Maybe it is that old adage at work: You learn more from your failures than your successes.
Hi. I'll venture forth with the embarrassing revelation that I'm in my mid-thirties, have been divorced twice, and am on marriage number three. I can't say that failure is a better instructor than success, or that success has less to teach, but that, for the willing and appropriately humbled, failure can teach you a lot of really important things.
Failed relationships hurt. They involve a lot of different personal and social dynamics. They give a lot of great examples of stress-test cases for how we react, feel, and behave toward ourselves and the people closest to us. There's some pride-swallowing involved, and by necessity one must play devil's advocate with a lot of core beliefs and assumptions. "What could I have done differently to make this work? What did I do that I regret doing, or that made things worse? What made me feel this way, and what made the other person feel/act the way they did?"
Personally, I learned that a lot of my beliefs about and understandings of what makes for healthy relationships, as formed in my childhood and teen years, was just plain wrong. I had to teach myself how to detach from a bad situation to look at it more objectively than I could in the heat of emotional response.

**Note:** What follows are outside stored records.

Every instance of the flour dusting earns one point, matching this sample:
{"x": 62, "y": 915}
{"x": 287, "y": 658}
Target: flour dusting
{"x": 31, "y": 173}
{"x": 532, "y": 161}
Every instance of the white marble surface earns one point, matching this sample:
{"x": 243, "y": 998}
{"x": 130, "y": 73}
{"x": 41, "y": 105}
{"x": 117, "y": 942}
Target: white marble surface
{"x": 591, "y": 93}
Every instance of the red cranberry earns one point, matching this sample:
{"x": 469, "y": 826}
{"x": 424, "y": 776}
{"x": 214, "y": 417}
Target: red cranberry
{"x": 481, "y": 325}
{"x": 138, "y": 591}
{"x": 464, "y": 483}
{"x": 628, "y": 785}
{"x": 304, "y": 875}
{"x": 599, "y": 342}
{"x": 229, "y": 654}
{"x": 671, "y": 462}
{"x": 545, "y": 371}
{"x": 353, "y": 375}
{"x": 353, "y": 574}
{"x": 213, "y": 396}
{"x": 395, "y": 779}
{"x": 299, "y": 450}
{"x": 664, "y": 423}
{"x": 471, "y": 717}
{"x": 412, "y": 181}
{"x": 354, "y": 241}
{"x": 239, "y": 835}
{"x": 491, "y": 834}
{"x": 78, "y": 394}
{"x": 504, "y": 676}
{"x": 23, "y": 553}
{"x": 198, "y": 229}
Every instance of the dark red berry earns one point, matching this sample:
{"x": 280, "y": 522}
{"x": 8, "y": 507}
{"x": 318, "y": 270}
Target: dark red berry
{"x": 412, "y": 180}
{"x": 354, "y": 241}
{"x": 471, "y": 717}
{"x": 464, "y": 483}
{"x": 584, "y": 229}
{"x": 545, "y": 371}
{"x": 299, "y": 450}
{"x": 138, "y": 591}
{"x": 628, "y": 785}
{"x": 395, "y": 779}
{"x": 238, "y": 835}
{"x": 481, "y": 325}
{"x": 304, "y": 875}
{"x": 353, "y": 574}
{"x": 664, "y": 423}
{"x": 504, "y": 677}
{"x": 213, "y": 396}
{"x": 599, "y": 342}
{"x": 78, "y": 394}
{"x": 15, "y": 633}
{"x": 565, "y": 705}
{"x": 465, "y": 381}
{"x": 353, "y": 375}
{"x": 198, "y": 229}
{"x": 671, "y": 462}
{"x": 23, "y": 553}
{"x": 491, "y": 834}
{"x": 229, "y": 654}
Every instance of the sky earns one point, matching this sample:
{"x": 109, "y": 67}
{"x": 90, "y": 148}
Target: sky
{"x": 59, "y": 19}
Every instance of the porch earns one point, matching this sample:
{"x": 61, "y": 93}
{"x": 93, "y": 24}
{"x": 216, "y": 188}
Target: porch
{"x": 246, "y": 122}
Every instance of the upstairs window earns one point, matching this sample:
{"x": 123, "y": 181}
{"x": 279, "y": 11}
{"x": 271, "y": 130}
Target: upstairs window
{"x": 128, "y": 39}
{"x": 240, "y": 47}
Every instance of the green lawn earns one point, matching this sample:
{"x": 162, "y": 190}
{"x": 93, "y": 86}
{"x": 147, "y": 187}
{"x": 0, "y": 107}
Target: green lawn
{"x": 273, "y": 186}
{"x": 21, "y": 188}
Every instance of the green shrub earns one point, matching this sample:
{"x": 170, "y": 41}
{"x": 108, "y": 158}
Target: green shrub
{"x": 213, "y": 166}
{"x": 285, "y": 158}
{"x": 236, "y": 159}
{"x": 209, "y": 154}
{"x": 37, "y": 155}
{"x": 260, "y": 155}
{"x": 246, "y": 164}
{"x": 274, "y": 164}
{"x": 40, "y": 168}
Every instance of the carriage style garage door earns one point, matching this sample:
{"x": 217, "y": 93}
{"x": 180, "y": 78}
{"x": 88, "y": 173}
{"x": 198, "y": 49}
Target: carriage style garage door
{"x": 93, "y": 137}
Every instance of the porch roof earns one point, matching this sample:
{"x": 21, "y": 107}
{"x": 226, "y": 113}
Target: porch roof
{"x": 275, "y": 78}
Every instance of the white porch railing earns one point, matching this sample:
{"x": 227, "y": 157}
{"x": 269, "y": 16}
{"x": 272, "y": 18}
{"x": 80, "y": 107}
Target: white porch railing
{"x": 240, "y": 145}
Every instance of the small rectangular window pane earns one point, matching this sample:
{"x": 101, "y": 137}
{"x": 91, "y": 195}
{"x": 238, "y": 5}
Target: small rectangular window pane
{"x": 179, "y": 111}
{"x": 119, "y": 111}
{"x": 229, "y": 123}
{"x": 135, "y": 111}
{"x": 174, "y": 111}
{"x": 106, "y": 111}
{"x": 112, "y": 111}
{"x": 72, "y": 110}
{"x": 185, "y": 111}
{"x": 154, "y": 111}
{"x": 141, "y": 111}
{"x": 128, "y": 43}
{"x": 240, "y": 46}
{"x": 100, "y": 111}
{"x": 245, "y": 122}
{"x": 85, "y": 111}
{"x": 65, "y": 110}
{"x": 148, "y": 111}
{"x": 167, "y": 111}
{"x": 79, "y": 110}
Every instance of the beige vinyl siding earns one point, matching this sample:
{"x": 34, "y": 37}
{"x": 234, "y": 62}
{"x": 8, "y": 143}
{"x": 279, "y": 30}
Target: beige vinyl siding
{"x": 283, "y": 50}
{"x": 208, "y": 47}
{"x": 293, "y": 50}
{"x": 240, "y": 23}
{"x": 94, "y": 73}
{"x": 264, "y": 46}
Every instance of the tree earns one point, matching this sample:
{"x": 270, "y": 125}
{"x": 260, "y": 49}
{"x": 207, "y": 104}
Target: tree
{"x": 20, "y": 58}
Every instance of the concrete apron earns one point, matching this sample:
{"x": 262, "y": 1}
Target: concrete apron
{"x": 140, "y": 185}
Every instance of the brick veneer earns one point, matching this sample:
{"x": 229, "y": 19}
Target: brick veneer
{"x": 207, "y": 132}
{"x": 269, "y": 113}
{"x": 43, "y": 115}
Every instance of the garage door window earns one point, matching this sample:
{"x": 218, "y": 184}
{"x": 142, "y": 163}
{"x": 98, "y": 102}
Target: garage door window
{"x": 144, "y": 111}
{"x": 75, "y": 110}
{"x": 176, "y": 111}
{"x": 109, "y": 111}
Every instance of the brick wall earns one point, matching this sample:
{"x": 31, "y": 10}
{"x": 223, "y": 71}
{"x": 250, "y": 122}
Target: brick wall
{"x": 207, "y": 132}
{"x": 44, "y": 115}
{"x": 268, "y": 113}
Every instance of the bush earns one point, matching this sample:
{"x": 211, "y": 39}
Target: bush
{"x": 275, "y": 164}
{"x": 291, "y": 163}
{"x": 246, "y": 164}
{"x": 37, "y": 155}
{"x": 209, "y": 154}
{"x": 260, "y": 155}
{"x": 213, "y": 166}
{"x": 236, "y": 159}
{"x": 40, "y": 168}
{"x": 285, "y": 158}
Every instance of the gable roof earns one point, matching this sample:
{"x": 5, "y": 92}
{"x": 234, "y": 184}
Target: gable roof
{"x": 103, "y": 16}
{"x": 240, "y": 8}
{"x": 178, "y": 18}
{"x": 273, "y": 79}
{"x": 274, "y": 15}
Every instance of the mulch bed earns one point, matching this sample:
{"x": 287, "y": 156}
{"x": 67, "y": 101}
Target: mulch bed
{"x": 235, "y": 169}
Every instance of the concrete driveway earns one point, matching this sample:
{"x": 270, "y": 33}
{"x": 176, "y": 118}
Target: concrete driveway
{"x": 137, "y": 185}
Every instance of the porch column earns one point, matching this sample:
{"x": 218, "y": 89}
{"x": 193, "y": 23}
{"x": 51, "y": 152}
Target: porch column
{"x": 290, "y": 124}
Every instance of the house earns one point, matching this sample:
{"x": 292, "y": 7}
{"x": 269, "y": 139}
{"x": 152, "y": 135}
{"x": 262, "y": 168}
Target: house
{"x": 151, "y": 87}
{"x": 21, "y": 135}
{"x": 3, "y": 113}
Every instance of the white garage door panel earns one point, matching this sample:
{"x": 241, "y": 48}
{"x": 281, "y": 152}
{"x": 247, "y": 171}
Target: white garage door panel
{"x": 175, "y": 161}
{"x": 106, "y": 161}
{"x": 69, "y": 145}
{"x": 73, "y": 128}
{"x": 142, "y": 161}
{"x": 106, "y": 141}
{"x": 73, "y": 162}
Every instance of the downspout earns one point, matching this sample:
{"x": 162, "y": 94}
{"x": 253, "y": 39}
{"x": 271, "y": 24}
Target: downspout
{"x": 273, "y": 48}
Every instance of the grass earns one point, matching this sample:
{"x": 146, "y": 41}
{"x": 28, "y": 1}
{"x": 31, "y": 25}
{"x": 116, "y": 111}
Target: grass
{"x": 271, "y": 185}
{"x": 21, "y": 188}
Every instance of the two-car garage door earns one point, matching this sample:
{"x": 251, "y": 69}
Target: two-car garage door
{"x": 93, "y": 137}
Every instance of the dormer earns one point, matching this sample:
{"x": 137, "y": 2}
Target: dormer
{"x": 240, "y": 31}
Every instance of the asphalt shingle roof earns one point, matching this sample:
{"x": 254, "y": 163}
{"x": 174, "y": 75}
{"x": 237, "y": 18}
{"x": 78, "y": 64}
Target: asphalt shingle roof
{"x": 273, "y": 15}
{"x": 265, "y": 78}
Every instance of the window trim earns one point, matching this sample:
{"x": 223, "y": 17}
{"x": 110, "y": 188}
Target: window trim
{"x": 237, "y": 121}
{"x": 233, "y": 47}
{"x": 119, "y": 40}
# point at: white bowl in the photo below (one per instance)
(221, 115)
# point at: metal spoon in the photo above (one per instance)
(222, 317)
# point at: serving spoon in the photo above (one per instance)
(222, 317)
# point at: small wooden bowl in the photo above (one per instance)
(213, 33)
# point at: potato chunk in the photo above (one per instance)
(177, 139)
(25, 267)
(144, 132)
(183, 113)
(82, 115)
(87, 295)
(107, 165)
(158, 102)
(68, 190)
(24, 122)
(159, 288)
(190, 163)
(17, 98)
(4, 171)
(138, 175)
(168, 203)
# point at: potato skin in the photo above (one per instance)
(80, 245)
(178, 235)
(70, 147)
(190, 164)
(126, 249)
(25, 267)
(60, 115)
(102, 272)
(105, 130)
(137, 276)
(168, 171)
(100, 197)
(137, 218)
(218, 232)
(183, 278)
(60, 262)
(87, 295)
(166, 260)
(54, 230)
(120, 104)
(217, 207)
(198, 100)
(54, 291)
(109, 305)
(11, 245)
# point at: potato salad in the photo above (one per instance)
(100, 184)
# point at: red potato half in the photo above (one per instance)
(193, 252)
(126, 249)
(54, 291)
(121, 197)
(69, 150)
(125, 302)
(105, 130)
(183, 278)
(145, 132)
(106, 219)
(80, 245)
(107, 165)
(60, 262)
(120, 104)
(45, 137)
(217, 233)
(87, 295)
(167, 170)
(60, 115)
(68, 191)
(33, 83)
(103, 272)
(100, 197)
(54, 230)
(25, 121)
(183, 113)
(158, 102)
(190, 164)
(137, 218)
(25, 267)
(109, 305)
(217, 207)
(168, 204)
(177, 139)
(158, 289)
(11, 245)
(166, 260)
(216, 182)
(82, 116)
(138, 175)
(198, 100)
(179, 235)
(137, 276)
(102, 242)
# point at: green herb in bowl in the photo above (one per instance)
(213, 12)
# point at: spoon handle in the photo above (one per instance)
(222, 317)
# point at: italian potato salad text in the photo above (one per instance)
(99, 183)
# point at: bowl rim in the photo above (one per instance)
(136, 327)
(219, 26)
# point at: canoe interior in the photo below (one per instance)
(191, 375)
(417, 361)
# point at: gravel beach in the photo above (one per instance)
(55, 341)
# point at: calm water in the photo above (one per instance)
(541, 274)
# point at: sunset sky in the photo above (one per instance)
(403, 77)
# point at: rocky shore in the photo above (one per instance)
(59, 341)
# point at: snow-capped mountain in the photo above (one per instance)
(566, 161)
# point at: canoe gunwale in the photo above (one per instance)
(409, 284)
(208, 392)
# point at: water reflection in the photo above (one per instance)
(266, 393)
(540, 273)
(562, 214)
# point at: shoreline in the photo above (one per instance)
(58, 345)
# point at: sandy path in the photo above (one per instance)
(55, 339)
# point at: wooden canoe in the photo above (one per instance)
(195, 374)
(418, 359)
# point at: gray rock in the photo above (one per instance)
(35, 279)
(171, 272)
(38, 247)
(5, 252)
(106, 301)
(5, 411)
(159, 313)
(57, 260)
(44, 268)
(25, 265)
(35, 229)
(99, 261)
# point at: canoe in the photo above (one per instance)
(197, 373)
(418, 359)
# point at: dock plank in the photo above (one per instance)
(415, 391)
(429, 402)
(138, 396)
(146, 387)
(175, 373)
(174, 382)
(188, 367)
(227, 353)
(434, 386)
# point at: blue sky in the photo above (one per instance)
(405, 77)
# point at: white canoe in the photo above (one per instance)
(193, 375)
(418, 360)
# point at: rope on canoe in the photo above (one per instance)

I learned to start applying the same basic problem-solving processes and forward-thinking that I've picked up in my professional and business life to how I interact and communicate with my loved ones. Most importantly, I've better learned to live by acceptance and understanding rather than denial or inflexibility.
I'm not saying it takes failure to learn how to be healthy and in a healthy relationship - but if you weren't lucky enough to learn how to do it before ending up with problems, then reading about how others learned from their mistakes has a lot of potential to help.